The suit puts Khan on a collision course with Mark Zuckerberg, Meta’s C.E.O. Zuckerberg has staked the future of the company on the growth of virtual and augmented reality, a transition that is looking more urgent as its ad sales slump. This suit could crimp his metaverse ambitions, write The Times’s David McCabe and Mike Isaac.

Meta said the case was “based on ideology and speculation.” It’s also a risk for Khan. Regulators have traditionally focused on policing deals that combine two large companies already locked in competition. And courts have been hesitant to block mergers solely based on the idea that if no deal were done, the two companies would become competitors. But the F.T.C. claims in its suit that Facebook should be forced to win over customers on its own, rather than leverage its profit and dominant position in social networking in order to buy out competition in a new market.

For Khan, just bringing the case could be seen as a win. Suing Facebook begins to lay the groundwork for the reframing of competition law that she is pushing for. “It’s a riskier case, but one they think is worth bringing because if they succeed it will help bring the frontier of enforcement outward,” said William Kovacic, a former F.T.C. chairman.
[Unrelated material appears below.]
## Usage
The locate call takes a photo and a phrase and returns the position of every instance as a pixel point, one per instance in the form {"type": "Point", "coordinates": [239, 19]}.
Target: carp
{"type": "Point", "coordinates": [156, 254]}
— Georg von Nolcken, chief executive of Continental Farmers Group in Ukraine. The country’s farmers are skeptical that a deal with Russia to resume grain exports will hold. Twenty million tons of grain are trapped in Ukraine, exacerbating a global hunger crisis.


Apple and Google are not crypto companies. But their app stores are gateways to crypto, and they are under fresh scrutiny after the authorities raised alarms about a rash of scams that have cost investors more than $40 million. Sherrod Brown, chairman of the Senate Banking Committee, sent letters yesterday to Sundar Pichai of Google and Tim Cook of Apple that were shared exclusively with DealBook, asking the chief executives to explain how their companies screened for scammers.

Cyber criminals create apps with the names and logos of legitimate businesses to lure investors, the F.B.I. warned in an advisory last week, citing such apps on Google Play and the Apple App Store. Brown believes the corporations should play an active part in policing these scams, writing that it’s “imperative that app stores have the proper safeguards in place.” The C.E.O.s have until Aug. 10 to explain their approval processes, security measures, reporting options for users and engagement with law enforcement.

The scrutiny for Apple and Google comes amid a crypto industry reckoning. The digital asset crash has bankrupted companies, cost retail investors dearly and has lawmakers scrambling to draft legislation. A blockchain executive visiting Washington told DealBook that the crash had everyone she talks to on Capitol Hill worried and more focused on action than ever before. Brown, a critic of crypto even before the downturn, is holding a hearing on scams and risks in crypto today.